Relearning Matrices as Linear Functions
Many of us have probably encountered matrices at some point in math. They’re these tables with seemingly byzantine rules for combining them. Take the first element of the first row, first element of the first column, multiply them together, then add, then spin three times fast… And this is to say nothing for the rules of inverting.
How did someone come up with this?
We all probably memorized these rules at some point, but what’s really going on underneath it all? How did someone actually come up with these rules and the very idea of matrices? Through this post, we’ll aim to answer these questions through deriving matrices ourselves and seeing their underlying intuition.
Representing Functions
Before we jump into matrices, we need to start by understanding functions and how we represent them. Functions can be thought of as rules that take in an input and return an output.
One simple way to represent a function is to have a table that takes every input and displays the function’s output. For instance, for a function $f$ we could write:
$x$  $f(x)$ 

1  2 
2  4 
3  6 
This is a perfectly fine representation, although very verbose (the table would include every input and output combination). Can we create a simpler representation?
Yes: $f(x) = 2x$. This representation, a polynomial, is not only concise, but powerful.
How? Let’s say I have another function $g(x) = 10x$, and someone asks, “what happens if I apply $f$, followed by $g$?”.
Before I had this representation, I would have had to make a full table where I write out f(x), and then apply g(x) on it per input like below:
$x$  $f(x)$  $g(f(x))$ 

1  2  20 
2  4  40 
3  6  60 
Yikes. This is tedious.
But now that we have the polynomial representation, we can just do $g(x) = 10x$ $g(f(x)) = 10\cdot f(x)$ $g(f(x)) = 20x$
Using simple steps, we can figure out $g(f(x))$ and describe the composition function for any arbitrary input. The same is true of $g(x) + f(x)$ etc.

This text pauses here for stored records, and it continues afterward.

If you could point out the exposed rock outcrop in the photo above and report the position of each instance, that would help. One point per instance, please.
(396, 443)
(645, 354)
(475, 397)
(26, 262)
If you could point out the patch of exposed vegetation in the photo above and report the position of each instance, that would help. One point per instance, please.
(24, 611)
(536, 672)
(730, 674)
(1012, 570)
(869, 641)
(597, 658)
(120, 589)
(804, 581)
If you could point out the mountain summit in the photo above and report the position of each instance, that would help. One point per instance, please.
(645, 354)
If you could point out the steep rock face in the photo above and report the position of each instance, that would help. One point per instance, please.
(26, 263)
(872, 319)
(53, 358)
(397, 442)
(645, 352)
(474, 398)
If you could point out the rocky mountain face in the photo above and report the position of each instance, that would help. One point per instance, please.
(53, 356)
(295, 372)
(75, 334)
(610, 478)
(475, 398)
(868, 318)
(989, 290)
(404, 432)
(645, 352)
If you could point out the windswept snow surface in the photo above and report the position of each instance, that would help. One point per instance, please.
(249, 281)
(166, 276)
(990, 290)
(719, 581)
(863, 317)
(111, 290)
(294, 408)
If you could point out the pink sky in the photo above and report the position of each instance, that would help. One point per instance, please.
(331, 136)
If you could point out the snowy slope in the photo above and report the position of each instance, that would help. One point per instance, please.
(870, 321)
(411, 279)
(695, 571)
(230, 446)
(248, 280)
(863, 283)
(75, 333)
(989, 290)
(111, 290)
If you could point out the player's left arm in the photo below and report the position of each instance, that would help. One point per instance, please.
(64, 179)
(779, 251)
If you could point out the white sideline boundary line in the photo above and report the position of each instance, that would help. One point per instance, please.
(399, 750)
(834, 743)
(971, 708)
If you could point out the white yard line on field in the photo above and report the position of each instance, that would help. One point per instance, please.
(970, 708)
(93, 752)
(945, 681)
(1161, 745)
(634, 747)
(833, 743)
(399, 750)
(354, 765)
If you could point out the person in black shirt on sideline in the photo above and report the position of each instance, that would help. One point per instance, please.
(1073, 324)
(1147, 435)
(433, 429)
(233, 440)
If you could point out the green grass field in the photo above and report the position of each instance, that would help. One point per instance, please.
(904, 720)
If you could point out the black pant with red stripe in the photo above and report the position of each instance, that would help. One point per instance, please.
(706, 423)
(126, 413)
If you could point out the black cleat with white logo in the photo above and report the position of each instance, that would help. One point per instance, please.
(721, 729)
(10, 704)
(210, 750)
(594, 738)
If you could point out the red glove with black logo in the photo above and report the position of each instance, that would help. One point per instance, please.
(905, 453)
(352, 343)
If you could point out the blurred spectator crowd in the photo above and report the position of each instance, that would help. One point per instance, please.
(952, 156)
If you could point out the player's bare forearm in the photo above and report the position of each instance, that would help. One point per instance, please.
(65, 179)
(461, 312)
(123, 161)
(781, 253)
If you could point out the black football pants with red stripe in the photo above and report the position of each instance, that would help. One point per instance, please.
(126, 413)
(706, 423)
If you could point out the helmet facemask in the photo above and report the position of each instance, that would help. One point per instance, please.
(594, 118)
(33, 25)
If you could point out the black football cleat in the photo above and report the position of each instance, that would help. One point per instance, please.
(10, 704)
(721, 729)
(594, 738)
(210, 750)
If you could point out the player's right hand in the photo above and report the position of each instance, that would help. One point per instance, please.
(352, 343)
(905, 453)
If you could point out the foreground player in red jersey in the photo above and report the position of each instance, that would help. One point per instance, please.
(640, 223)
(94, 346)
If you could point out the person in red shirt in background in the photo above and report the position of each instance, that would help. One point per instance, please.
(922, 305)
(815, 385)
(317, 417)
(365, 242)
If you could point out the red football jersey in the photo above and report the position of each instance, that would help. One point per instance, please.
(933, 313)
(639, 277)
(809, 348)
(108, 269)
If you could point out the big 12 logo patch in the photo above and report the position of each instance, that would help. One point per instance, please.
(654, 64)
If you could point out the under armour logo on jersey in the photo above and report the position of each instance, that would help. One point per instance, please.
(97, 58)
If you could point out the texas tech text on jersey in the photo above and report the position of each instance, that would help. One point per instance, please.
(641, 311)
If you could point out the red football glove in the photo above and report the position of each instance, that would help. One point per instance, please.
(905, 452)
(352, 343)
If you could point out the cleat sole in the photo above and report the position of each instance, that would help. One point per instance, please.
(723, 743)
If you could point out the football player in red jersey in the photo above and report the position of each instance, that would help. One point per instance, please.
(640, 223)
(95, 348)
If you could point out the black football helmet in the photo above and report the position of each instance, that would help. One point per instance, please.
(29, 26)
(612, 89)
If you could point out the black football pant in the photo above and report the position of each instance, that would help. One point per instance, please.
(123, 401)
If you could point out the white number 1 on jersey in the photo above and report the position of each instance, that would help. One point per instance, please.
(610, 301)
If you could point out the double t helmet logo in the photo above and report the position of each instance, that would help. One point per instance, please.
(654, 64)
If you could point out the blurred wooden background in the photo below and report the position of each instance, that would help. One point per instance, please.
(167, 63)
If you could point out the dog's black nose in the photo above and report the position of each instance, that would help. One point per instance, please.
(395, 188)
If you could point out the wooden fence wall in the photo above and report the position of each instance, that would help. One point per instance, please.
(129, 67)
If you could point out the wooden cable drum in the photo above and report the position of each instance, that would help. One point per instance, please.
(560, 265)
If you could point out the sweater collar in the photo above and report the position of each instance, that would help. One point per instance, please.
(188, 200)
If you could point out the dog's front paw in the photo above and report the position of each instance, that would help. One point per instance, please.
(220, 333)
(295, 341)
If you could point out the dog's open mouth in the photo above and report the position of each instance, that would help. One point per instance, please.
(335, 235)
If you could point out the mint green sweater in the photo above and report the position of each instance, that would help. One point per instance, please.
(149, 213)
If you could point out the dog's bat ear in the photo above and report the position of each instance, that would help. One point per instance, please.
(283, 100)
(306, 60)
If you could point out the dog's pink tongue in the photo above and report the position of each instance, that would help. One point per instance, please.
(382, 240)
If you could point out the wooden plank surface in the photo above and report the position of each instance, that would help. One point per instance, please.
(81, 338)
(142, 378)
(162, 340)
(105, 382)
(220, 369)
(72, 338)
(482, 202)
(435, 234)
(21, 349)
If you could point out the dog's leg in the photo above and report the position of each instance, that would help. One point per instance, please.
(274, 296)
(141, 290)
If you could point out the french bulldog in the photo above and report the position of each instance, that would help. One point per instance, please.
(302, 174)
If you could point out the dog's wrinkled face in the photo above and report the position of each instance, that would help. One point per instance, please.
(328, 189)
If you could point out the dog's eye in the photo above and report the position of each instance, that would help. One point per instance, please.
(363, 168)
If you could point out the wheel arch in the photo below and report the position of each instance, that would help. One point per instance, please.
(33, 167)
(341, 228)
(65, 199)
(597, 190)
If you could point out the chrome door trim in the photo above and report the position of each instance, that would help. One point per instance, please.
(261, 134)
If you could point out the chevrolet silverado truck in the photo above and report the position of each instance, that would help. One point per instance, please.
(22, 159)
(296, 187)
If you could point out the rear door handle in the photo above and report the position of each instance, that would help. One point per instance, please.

In short, the right representation allows us to quickly understand, combine, and process functions.
Linear Maps
Let’s now focus on a specific type of functions that form the foundations of matrices: Linear Maps. Linear Maps are functions that have a few special properties. Here’s a simple example of a linear map:
 $f(x) = 3x$ for real numbers $x$.
The special properties of these functions are:
 $f(c \cdot x) = c \cdot f(x)$
 You can multiply by a scalar before or after applying the function and get the same result.
 Our example function:
 $f(5\cdot x) = 3 \cdot 5x = 15x = 5 \cdot f(x)$.
 $f(x+y) = f(x) + f(y)$
 You can add before or after applying the function and get the same result.
 Our example function:
 $f(x + y) = 3 \cdot (x + y) = 3x + 3y = f(x) + f(y)$.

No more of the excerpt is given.